Today, thanks in large part to the ACLU Immigrants Rights Project and the ACLU of Pennsylvania, the Third Circuit Court of Appeals affirmed the unconstitutionality of the the anti-immigrant ordinance passed in Hazleton, Pennsylvania.  This victory comes after another recent legal victory against S.B. 1070, Arizona's infamous racial profiling law and in the wake of other cities' suspension or abandonment of similar proposals.  
 

The law (passed in August 2006) was designed to punish landlords and employers accused of renting to or hiring anyone the city deems an "illegal alien."   The ACLU challenged that law in district court and won in 2007.  Today's Third Circuit Decision was a response to an appeal by the city of Hazleton.

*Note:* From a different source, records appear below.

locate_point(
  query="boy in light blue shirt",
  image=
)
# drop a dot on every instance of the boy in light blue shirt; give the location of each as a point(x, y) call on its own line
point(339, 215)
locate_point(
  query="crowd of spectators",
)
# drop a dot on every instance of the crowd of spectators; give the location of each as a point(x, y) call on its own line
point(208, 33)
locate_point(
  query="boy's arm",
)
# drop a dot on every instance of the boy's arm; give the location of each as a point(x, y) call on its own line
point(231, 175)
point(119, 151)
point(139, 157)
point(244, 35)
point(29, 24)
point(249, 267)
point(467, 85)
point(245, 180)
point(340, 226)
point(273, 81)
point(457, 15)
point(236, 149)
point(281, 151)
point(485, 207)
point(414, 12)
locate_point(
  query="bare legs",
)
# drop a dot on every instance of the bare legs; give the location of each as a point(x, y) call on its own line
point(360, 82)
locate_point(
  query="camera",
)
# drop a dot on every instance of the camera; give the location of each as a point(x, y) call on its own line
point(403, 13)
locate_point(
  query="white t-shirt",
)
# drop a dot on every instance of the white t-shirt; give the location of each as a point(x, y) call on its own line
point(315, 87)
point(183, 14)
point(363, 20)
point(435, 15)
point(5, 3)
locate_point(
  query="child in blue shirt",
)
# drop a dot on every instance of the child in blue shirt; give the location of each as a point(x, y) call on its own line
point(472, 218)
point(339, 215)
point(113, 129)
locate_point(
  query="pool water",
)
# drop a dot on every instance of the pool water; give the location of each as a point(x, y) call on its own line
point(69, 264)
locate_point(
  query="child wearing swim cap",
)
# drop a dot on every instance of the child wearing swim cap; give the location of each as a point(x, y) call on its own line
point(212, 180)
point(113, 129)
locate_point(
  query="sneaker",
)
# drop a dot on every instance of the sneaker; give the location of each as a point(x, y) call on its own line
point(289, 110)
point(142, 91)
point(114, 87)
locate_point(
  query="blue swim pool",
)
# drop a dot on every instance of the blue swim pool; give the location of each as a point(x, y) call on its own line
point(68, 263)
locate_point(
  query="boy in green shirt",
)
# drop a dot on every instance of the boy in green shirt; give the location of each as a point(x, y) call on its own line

This decision is especially important in light of the recent proliferation of anti-immigrant sentiment and laws around the country (most noteably, Arizona's SB1070).  Today's unanimous opinion, based on the Supremacy Clause, explains that courts must intervene where "states and localities directly undermine the federal objectives embodied in statutes enacted by Congress."  The Hazleton law, the court said, was in direct conflict with Congressional intent and therefore, cannot stand.  

In a statement today, Omar Jadwat, ACLU Immigrants' Rights Project staff attorney and one of the attorneys who argued the case, called the decision "a major defeat for the misguided, divisive and expensive anti-immigrant strategy that Hazleton has tried to export to the rest of the country."